Open ferrouswheel opened 6 years ago
That backtrace is a typical "double free or malloc pool corruption" bug. It happens because the dependencies between the various different shared libs in the atomspace (and/or in opencog) are messed up. what's happening is that various shlib dtors are run twice (instead of once) because ... something somewhere gets confused. For example, deleting the cogserver might sometimes cause this. Deleting the attentionbank sometimes causes this.
The shared library dtors that run twice are usually the ones that are creating the atom types .. something causes the atom types to be deleted twice. You can see this directly, by putting a printf in the dtor, and watch it get printed twice. or a gdb breakpoint. you can view both stack traces, and say to yourself that they both look perfectly valid, perfectly legit ways to get to the dtor, and so you have to poke around to see why ... and its usually something goofy like deleteing cogserver causes atomspace to be deleted causes attentionbank to be deleted causes the atomspace to be deleted a second time ... stuff like that. Its done by the dtors, because there are global singleton shared pointers that hold these objects, which means they cannot get deleted until the shared library is unloaded .. but by the time the shared library is unloaded, the methods on the C++ objects are already gone (because some other needed shared lib has been unloaded...) .. circular dependency hell.
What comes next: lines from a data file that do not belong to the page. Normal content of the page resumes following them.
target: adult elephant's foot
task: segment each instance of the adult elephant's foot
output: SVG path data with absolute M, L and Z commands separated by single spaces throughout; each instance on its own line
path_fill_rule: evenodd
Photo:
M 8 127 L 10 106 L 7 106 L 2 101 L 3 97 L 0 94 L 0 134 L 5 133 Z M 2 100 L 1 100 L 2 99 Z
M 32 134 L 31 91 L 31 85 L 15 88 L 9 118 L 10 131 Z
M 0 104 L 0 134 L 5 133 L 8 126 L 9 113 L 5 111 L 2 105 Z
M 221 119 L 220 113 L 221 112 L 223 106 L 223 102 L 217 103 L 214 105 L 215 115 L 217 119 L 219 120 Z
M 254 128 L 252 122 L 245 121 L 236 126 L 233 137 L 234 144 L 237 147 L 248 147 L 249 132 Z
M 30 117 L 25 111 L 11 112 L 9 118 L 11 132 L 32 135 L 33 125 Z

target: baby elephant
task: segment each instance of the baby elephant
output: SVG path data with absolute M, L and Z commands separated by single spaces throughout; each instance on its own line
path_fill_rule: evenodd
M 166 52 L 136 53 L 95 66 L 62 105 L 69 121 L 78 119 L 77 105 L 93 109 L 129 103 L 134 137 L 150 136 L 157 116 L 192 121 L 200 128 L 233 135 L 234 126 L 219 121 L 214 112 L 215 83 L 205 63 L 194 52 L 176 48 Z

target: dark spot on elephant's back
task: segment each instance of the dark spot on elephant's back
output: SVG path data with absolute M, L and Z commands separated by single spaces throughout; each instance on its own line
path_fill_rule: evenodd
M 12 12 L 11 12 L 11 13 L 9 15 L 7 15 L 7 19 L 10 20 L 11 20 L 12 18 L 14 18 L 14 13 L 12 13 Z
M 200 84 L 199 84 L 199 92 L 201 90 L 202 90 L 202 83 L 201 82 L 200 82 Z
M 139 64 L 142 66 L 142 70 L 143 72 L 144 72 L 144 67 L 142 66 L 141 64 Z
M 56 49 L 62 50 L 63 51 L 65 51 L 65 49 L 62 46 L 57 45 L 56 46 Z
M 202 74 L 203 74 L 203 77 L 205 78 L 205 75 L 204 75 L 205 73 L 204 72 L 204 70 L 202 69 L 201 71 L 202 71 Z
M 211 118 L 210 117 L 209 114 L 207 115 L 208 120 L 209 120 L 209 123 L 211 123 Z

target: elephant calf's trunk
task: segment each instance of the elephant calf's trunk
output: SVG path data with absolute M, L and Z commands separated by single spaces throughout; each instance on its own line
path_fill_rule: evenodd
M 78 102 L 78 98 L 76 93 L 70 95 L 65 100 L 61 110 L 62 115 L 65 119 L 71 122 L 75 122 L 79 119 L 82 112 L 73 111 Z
Its kind of tedious to track these down, and the (ugly) work-around is to just not delete things, and let glibc do the cleanup itself on process exit. In short, problems with the shared lib plumbing. Best handled by someone with a lot of spare time on their hands, and lots of linker/loader experience (or who wants to learn how the linker/loader works, which is actually a rather large hairy OS subsystem -- so not for the weak of heart).
Why it's intermittent, I'm not sure. its possible (for example) that the cogserver gets one more command over the network, and so it thinks it has one more thing to do, but the atomspace is already gone. I thought I'd fixed all of these, by making sure that all network connections are closed, all command buffers flushed, and all threads are done and exited, before allowing the cogserver to shut down. But I dunno. Maybe I missed a spot. Again -- its really hairy code.
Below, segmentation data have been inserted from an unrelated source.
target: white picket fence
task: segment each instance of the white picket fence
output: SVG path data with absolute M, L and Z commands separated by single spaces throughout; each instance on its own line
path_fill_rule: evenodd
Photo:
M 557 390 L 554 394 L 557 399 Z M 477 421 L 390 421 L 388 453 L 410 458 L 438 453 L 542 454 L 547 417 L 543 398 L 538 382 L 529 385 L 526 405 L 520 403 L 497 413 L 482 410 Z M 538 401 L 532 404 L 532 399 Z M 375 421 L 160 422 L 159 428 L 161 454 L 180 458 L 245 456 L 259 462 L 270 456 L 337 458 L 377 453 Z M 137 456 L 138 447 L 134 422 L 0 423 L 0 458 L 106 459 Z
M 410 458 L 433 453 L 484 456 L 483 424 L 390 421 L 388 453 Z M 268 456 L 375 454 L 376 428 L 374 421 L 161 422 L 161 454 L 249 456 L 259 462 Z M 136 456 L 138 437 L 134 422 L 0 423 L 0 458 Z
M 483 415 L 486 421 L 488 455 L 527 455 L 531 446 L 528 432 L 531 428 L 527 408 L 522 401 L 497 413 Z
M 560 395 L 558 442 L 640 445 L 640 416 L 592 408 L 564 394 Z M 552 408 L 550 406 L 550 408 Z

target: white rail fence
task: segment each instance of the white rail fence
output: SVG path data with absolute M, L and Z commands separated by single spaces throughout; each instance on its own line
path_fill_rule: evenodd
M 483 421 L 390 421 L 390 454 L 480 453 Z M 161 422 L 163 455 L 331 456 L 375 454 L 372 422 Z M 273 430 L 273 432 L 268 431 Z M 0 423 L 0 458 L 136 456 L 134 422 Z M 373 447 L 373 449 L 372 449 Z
Things like reworking the agent-runner/system activity table could trigger this, e.g. because you are holding a pointer to a system activity table when the singleton has already been deleted. Stuff like that. Did you ever see this bug, before reworking the system activity table code?
I have so far observed 3 types of failures
testMultiStream
terminate called after throwing an instance of 'concurrent_queue<std::__cxx11::basic_string<char, std::char_traits<char>, std::allocator<char> >*>::Canceled'
what(): std::exception
testDrain
ShellUTest.cxxtest:78: Error: Expected (281 <= reso.size()), found (281 > 280)
testControlC
ShellUTest.cxxtest:265: Error: Expected (end - start < 2), found (42 >= 2)
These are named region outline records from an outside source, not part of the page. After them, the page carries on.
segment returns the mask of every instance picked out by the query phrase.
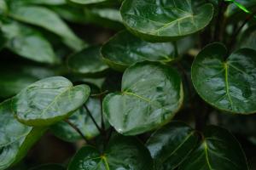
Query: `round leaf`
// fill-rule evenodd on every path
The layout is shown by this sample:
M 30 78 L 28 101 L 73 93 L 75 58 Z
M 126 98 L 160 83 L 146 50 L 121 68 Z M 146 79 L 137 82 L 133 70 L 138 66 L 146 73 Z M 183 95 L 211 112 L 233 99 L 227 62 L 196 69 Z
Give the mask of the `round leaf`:
M 84 75 L 100 73 L 108 68 L 102 60 L 99 47 L 84 48 L 71 55 L 67 65 L 73 72 Z
M 87 85 L 73 87 L 61 76 L 40 80 L 19 93 L 12 101 L 18 120 L 29 126 L 48 126 L 79 109 L 88 99 Z
M 180 170 L 248 170 L 240 144 L 227 130 L 209 126 L 197 149 L 184 161 Z
M 94 147 L 84 146 L 73 158 L 67 169 L 152 170 L 153 162 L 142 143 L 134 138 L 118 136 L 111 139 L 103 154 Z
M 0 169 L 18 162 L 45 132 L 19 122 L 10 110 L 10 101 L 0 104 Z
M 86 105 L 96 123 L 100 126 L 102 122 L 100 99 L 90 98 Z M 79 109 L 68 118 L 68 120 L 80 129 L 84 136 L 89 139 L 100 134 L 99 130 L 96 128 L 84 107 Z M 107 125 L 107 120 L 104 120 L 106 121 L 105 125 Z M 79 133 L 65 122 L 61 122 L 54 125 L 51 128 L 51 132 L 56 137 L 67 142 L 75 142 L 79 139 L 82 139 Z
M 225 60 L 227 49 L 220 43 L 207 46 L 192 65 L 192 81 L 200 96 L 227 111 L 256 111 L 256 51 L 239 49 Z
M 143 62 L 125 71 L 122 91 L 106 96 L 103 112 L 119 133 L 135 135 L 167 123 L 183 99 L 177 71 L 158 63 Z
M 125 25 L 134 34 L 148 41 L 164 42 L 205 28 L 212 18 L 213 6 L 194 7 L 191 0 L 125 0 L 120 11 Z
M 189 126 L 172 122 L 152 134 L 147 142 L 156 169 L 172 170 L 196 146 L 198 135 Z
M 101 52 L 106 63 L 121 71 L 139 61 L 167 63 L 176 58 L 172 43 L 144 42 L 127 31 L 120 31 L 113 37 L 103 45 Z

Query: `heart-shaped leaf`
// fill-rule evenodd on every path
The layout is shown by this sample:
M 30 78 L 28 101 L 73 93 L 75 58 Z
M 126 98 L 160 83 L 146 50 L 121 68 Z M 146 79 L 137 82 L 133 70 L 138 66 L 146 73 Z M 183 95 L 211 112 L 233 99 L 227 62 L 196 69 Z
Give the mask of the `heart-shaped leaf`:
M 10 110 L 10 99 L 0 104 L 0 169 L 20 162 L 45 132 L 19 122 Z
M 205 28 L 212 18 L 213 6 L 194 7 L 191 0 L 125 0 L 120 11 L 125 25 L 134 34 L 148 41 L 165 42 Z
M 209 126 L 203 141 L 181 165 L 180 170 L 248 170 L 240 144 L 227 130 Z
M 101 52 L 106 63 L 121 71 L 137 62 L 149 60 L 168 63 L 177 57 L 172 42 L 144 42 L 127 31 L 113 37 L 102 46 Z
M 84 43 L 53 11 L 44 7 L 13 5 L 9 15 L 21 22 L 43 27 L 62 37 L 64 42 L 75 50 L 80 50 Z
M 70 116 L 81 107 L 89 95 L 89 86 L 73 87 L 64 77 L 52 76 L 21 90 L 12 99 L 12 107 L 20 122 L 48 126 Z
M 84 146 L 71 161 L 68 170 L 153 170 L 148 150 L 135 138 L 113 137 L 104 153 Z
M 100 99 L 90 98 L 86 102 L 86 105 L 97 125 L 101 126 L 102 116 Z M 90 139 L 100 134 L 99 130 L 96 128 L 84 107 L 81 107 L 79 110 L 74 112 L 70 117 L 68 117 L 68 120 L 74 124 L 88 139 Z M 108 122 L 106 119 L 104 120 L 106 126 L 108 125 Z M 108 127 L 108 126 L 107 126 L 107 128 Z M 61 122 L 54 125 L 51 128 L 51 132 L 56 137 L 67 142 L 75 142 L 79 139 L 82 139 L 79 133 L 78 133 L 77 131 L 75 131 L 65 122 Z
M 143 62 L 125 71 L 122 91 L 106 96 L 103 111 L 119 133 L 135 135 L 167 123 L 183 99 L 177 71 L 167 65 Z
M 147 142 L 155 169 L 172 170 L 191 153 L 198 142 L 198 135 L 189 126 L 172 122 L 157 130 Z
M 71 55 L 67 65 L 73 72 L 83 75 L 99 74 L 108 68 L 102 61 L 99 47 L 84 48 Z
M 256 51 L 232 53 L 220 43 L 207 46 L 192 65 L 192 81 L 200 96 L 210 105 L 227 111 L 256 111 Z
M 1 30 L 12 52 L 38 62 L 59 63 L 50 43 L 36 30 L 14 21 L 3 23 Z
I've only observed that last one from CircleCI, never locally, but it's the most frequent cause of failure there unfortunately.
Error 1 happens if some thread attempts to use the queue, after it has been canceled. The queue is canceled when the network connection is being closed. Guess: maybe there is some race, with more traffic coming across the network, even though its being shut down.
Error 2: given the sizes, it would seem that the final carriage-return was not delivered. Why? Dunno. Another race.
Error 3: The control-C message should be two bytes long. Why is it 42 bytes long? Dunno .. that's a lot of bytes that should not be there. Maybe they are an error message? Bytes that should have gone to someone else? Printing them out would provide a clue.
You might think that someone out there would have written a generic shell server, that would be fast, bullet-proof, support login passwords and ssh, etc. Then we could replace the cogserver by that. But I was never able to find such a thing.
Not sure it's related but I noticed that ServerSocket::SetCloseAndDelete()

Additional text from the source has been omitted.